Robot. Ukraine, 2011

The First Industrial Revolution devalued muscle work, then the second one devalued routine mental work.

-- Kurt Vonnegut. Player Piano (1952)

"Do you suppose there'll be a Third Industrial Revolution?"

Paul paused in his office doorway.

"A third one? What would that be like?"

"I don't know exactly. The first and second ones must have been sort of inconceivable at one time."

"To the people who were going to be replaced by machines, maybe. A third one, eh? In a way, I guess the third one's been going on for some time, if you mean thinking machines. That would be the third revolution, I guess - machines that devaluate human thinking."

-- Kurt Vonnegut. Player Piano (1952)


I don't always make predictions, but here are some thoughts about AI and our future.

Even if the progress slows down, it's not the question of "if" but when AI will surpass human intelligence.

The more capable AI will be, the more it will be not just a tool but a competitor to people in the job market. We have already observed it, especially during the last couple of years.

There will be a higher demand for: AI specialists. People who can work with people. Jobs where people prefer to see a human instead of a robot.

The job market will not offer enough new positions to compensate for all the jobs AI replaces.

The governments will try to support those who lost their jobs, regulate (i.e., slow down the progress), create fake jobs to keep people busy, and control the growth of the population. However, it will just postpone the inevitable.

Eventually, everyone's quality of life will increase, but most of the population will need help knowing what to do with their lives. Helping people find the meaning of their existence will be a very useful, if not profitable, task.

ChatGPT and Bard tell me that creative jobs will be more in demand. I don't think so. What I see is that the AI will devalue humans' creativity. The art in forms as we knew it will die. People will still value some art objects because of the context. Still, sooner or later, the AI will be capable of generating compositions better than Henri Cartier-Bresson, writing music better than Ludwig van Beethoven, singing better than David Bowie, and rapping faster than Eminem. The most talented humans will be left behind the machines.

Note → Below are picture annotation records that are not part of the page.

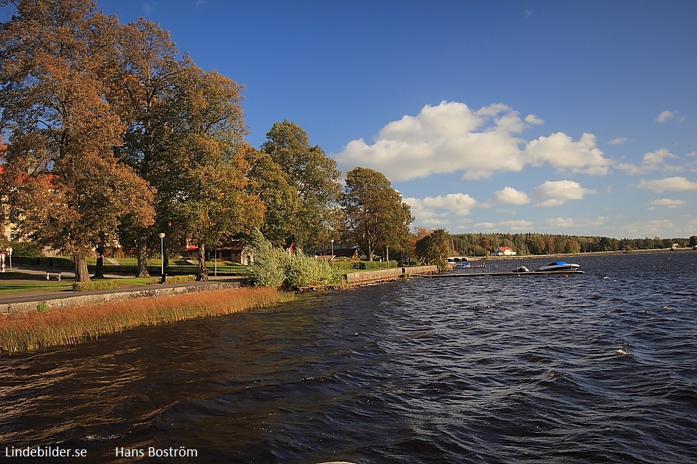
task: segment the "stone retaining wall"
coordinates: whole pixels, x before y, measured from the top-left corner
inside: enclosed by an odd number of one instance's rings
[[[164,296],[167,295],[196,293],[199,291],[213,291],[215,290],[238,288],[240,288],[239,282],[220,282],[215,283],[182,285],[181,287],[162,287],[148,286],[144,287],[141,289],[126,290],[123,291],[114,291],[113,290],[110,291],[102,291],[101,292],[91,292],[89,294],[77,294],[75,296],[66,296],[65,298],[4,303],[0,305],[0,314],[36,311],[36,305],[42,303],[48,305],[49,307],[82,306],[86,305],[95,305],[100,303],[104,303],[105,301],[121,301],[123,300],[131,300],[140,298]]]

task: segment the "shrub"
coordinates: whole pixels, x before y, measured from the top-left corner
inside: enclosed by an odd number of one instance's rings
[[[361,261],[360,269],[366,271],[376,271],[378,269],[387,269],[390,267],[397,267],[396,261]]]
[[[348,271],[348,269],[353,269],[353,264],[354,263],[353,261],[348,261],[348,260],[335,261],[330,264],[330,266],[337,271]]]
[[[106,290],[107,289],[118,289],[120,287],[118,280],[90,280],[89,282],[76,282],[72,284],[74,291],[89,291],[90,290]]]
[[[296,289],[310,285],[337,284],[339,275],[326,261],[296,252],[289,255],[274,247],[259,230],[252,233],[250,244],[254,264],[248,267],[250,280],[255,287],[282,286]]]
[[[167,275],[168,284],[176,284],[180,282],[193,282],[196,280],[196,275],[188,274],[187,275]]]

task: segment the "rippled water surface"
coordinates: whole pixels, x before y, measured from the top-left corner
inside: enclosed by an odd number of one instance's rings
[[[0,461],[697,462],[697,253],[572,261],[585,273],[413,279],[1,355]],[[546,262],[489,266],[519,264]]]

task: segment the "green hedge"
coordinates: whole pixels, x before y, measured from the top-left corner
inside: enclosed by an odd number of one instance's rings
[[[176,284],[180,282],[194,282],[196,280],[196,275],[189,274],[187,275],[167,275],[168,284]]]
[[[361,261],[360,269],[365,271],[377,271],[378,269],[387,269],[390,267],[397,267],[396,261]]]
[[[338,271],[348,271],[353,269],[353,261],[334,261],[332,266]]]
[[[89,282],[76,282],[72,284],[72,289],[75,291],[107,290],[109,289],[118,289],[119,287],[118,281],[116,280],[90,280]]]

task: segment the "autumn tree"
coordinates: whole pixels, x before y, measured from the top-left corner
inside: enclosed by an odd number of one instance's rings
[[[243,87],[215,71],[192,67],[179,78],[171,102],[180,117],[173,130],[169,175],[183,188],[169,207],[199,250],[199,280],[208,279],[206,246],[261,225],[263,205],[249,189],[251,166],[246,159],[242,114]],[[172,182],[176,182],[172,179]]]
[[[350,171],[341,205],[346,239],[360,247],[369,261],[376,250],[385,246],[407,250],[414,218],[409,205],[381,173],[360,167]]]
[[[438,266],[440,271],[447,267],[450,253],[450,234],[445,229],[436,229],[416,242],[416,256],[426,264]]]
[[[118,24],[88,0],[0,1],[10,3],[0,25],[0,195],[23,233],[70,254],[87,281],[87,256],[123,218],[153,222],[152,189],[114,154],[125,127],[105,82]]]
[[[136,275],[146,277],[148,250],[160,245],[159,232],[167,232],[165,244],[171,248],[186,241],[185,231],[177,227],[181,222],[173,216],[171,203],[178,201],[178,192],[186,186],[176,175],[172,154],[181,146],[181,134],[174,131],[182,116],[176,108],[176,97],[182,93],[177,89],[193,63],[185,54],[178,58],[167,31],[142,18],[119,26],[115,42],[107,99],[125,124],[117,154],[157,189],[155,224],[142,227],[137,221],[125,221],[120,228],[122,243],[135,245]]]
[[[288,120],[274,123],[266,138],[261,150],[281,167],[298,199],[294,230],[286,232],[286,246],[326,240],[332,234],[341,195],[341,173],[336,161],[319,145],[310,145],[307,134]]]
[[[285,245],[298,226],[298,191],[268,153],[246,145],[240,150],[250,168],[247,190],[264,206],[261,232],[272,243]]]

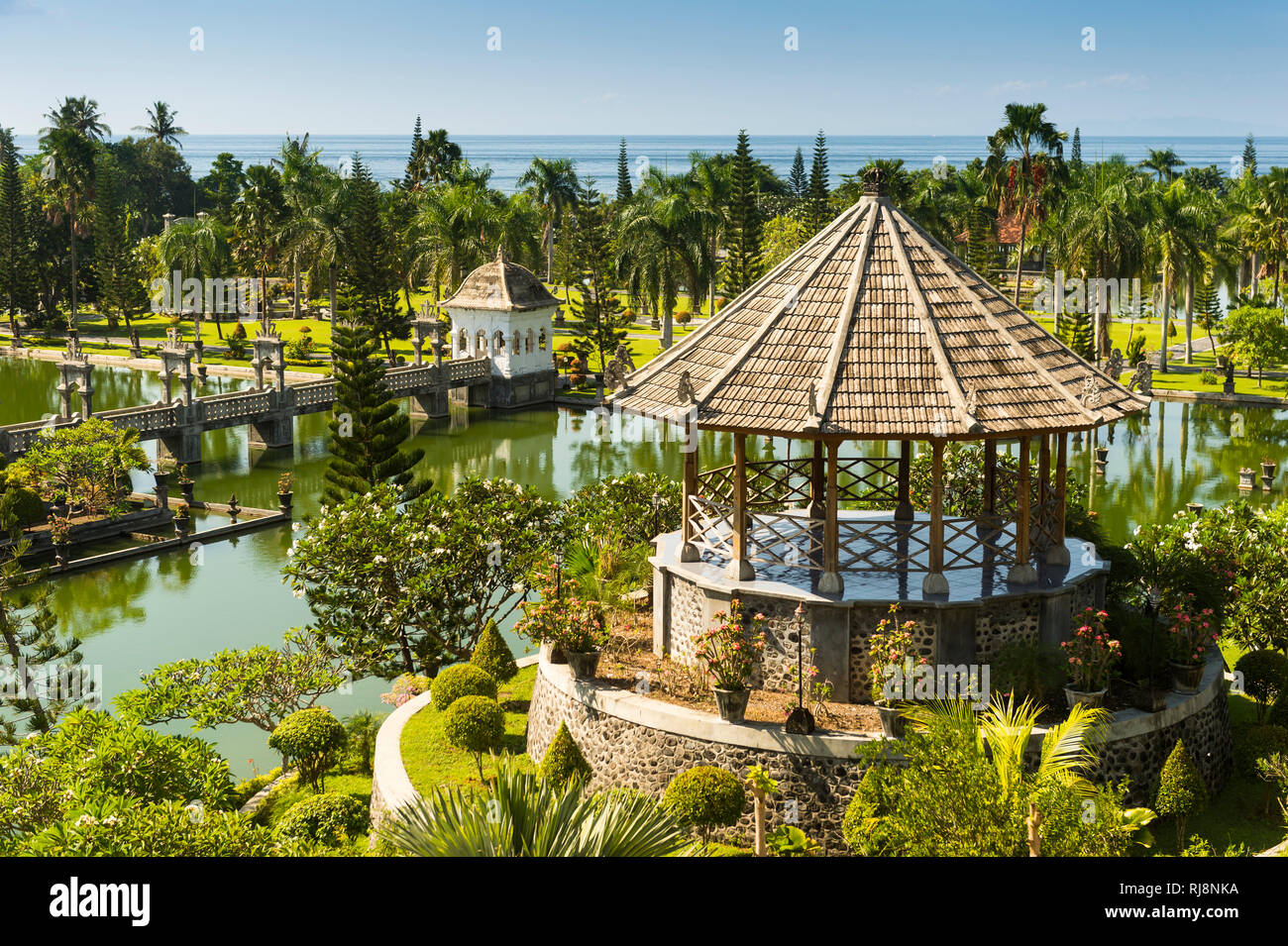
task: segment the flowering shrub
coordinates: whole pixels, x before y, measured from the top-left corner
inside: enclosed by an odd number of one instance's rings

What can we do, and what should we do about it?

Well, first of all, let's not try to stop the progress - we can't.

What we can do is focus more on science. Mother nature has enough challenges even for AI.

We also need to focus on society - how to give people meaning in life and how to end up in one of the distopias described by Orwell, Huxley, Vonnegut, and others.

I don't know if I'll live to see how the AI will become intelligent enough to be considered conscious, but it will eventually happen. When it happens, humanity must decide how to live with a more sentient form of life, even if it is artificial. Shall we kill it as a competitor, step back as less advanced beings, or find a way to live together? I hope for the last option, but we must find out what we can propose for symbiosis with a sentient AI. So far, I don't know the answer to that question.



Anyway, I hope they keep those barber machines out of Miami Beach for another two years, and then I'll be ready to retire and the hell with them.